Candidate Hygiene Policies
Starting from a list that Mike Uschold provided. The idea is to discuss these, and move the ones we like into an accompanying page of Confirmed Hygiene Policies.
The following is a list of things that are or are likley to be NOT OK.
P1. Creating polysemous elements
An ontology element whose name has different meanings is included in the ontology to represent more than one conceptual idea. For example, the class “Theatre” is used to represent both the artistic discipline and the place in which a play is performed.
The FIBO policy for treating polysemes is to create separate concepts for each polyseme and differentiate them via (1) different names (avoiding numeric extensions on the same name in favor of longer or more accurate names), and (2) different definitions, including distinguishing restrictions, to the degree possible.

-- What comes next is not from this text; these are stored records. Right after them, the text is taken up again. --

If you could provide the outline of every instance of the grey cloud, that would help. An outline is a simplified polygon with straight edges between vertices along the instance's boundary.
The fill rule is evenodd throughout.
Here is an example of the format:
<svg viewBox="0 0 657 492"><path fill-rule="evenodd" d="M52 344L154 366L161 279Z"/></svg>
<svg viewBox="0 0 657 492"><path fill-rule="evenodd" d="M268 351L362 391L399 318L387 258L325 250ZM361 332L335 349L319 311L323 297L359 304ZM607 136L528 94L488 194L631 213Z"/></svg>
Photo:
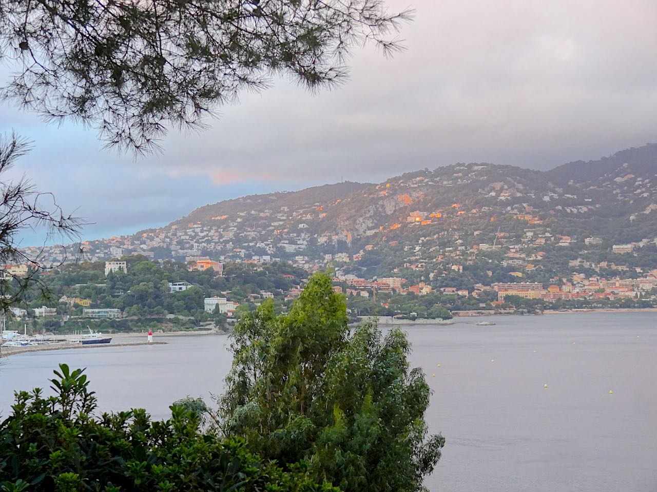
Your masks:
<svg viewBox="0 0 657 492"><path fill-rule="evenodd" d="M210 130L173 132L162 155L136 163L100 151L93 131L17 117L38 137L28 171L48 169L51 182L53 166L79 173L58 189L82 194L81 206L99 209L100 201L120 197L144 223L166 220L167 203L179 216L194 200L237 192L341 177L378 181L457 161L546 169L657 140L654 1L417 0L412 7L415 20L400 34L403 52L388 59L359 51L348 61L350 79L317 94L276 80L221 108ZM13 111L0 110L0 121ZM114 195L80 191L115 173L130 178ZM179 200L174 190L189 198Z"/></svg>

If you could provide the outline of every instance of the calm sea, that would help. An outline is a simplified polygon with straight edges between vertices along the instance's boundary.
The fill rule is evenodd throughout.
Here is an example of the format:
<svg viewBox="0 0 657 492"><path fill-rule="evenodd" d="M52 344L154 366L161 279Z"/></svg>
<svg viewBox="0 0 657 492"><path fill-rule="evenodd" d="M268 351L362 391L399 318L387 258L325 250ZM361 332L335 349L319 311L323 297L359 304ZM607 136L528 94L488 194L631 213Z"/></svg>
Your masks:
<svg viewBox="0 0 657 492"><path fill-rule="evenodd" d="M411 363L434 390L430 430L447 439L430 490L657 491L657 314L474 325L484 319L405 328ZM5 359L0 412L7 415L14 390L47 388L61 361L87 368L103 410L143 407L164 418L176 399L221 393L226 337L166 341Z"/></svg>

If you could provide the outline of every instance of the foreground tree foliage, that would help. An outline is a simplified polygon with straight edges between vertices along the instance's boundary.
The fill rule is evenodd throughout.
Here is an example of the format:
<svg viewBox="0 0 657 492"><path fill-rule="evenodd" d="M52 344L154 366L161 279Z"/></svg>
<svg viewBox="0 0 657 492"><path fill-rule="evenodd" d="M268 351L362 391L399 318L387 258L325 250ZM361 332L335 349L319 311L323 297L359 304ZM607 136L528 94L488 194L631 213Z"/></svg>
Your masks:
<svg viewBox="0 0 657 492"><path fill-rule="evenodd" d="M0 135L0 312L24 300L30 289L41 294L47 291L36 276L38 269L43 267L41 258L39 255L28 256L20 251L17 241L20 234L32 228L43 230L46 241L73 239L81 225L79 218L64 214L51 194L39 193L25 177L9 176L16 159L29 150L25 139L14 134ZM71 253L74 255L76 252ZM16 275L8 268L12 263L27 264L30 270Z"/></svg>
<svg viewBox="0 0 657 492"><path fill-rule="evenodd" d="M221 425L254 453L304 460L312 477L346 492L424 490L444 439L425 440L430 389L409 371L399 329L365 324L351 333L342 297L320 274L289 314L271 304L235 328Z"/></svg>
<svg viewBox="0 0 657 492"><path fill-rule="evenodd" d="M55 396L17 392L0 423L0 491L338 492L313 482L303 463L283 471L243 440L199 431L183 405L166 421L135 409L94 417L82 371L62 364L55 374Z"/></svg>
<svg viewBox="0 0 657 492"><path fill-rule="evenodd" d="M20 68L3 95L145 152L274 74L340 81L355 45L398 47L407 17L380 0L0 0L0 57Z"/></svg>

The only case where names are allowed to be duplicated (i.e, where the name used for a concept in one namespace is used for a different concept in another namespace) is for extension purposes, i.e., a concept in a primary FIBO ontology may be extended in a namespace that imports it, either in the original namespace or in a subordinate namespace as appropriate. Otherwise, FIBO users should assume that even though OWL does not impose a unique names assumption, FIBO policy does.
P2. Creating synonyms as classes
The FIBO policy for treating synonyms is to create a single concept (class) in the relevant FIBO ontology for that concept, and when required, add an annotation (fibo-fnd-utl-av:synonym) to augment the definition for that concept with an additional synonymous term.
Often, modelers who are not familiar with the FIBO policy will create several classes whose identifiers are synonyms and define those as as equivalent. As an example we could define “Car”, “Motorcar” and “Automobile” as equivalent classes. Another example is to define the classes “Waterfall” and “Cascade” as equivalents. This is considered to be a bad practice from a FIBO perspective, given the goal of developing a definitive ontology that can be used for RDARR compliance, among other use cases.
The serializer should identify any case where equivalences relate two named classes for review by the leadership team, and only those that are identified that do not violate this policy should be allowable.
P3.Creating the relationship “is” instead of using ''rdfs:subClassOf'', ''rdf:type'' or ''owl:sameAs''
The “is” relationship is created in the ontology instead of using OWL primitives for representing the subclass relationship (“subclassOf”), the membership to a class (“instanceOf”), or the equality between instances (“sameAs”). An example of this type of pitfall is to define the class “Actor” in the following way ‘Actor ≡ Person ∩ ∃interprets.Actuation ∩ ∃is.Man’.
P4. Creating unconnected ontology elements
Ontology elements (classes, relationships or attributes) are created with no relation to the rest of the ontology. An example of this type of pitfall is to create the relationship “memberOfTeam” and to miss the class representing teams; thus, the relationship created is isolated in the ontology.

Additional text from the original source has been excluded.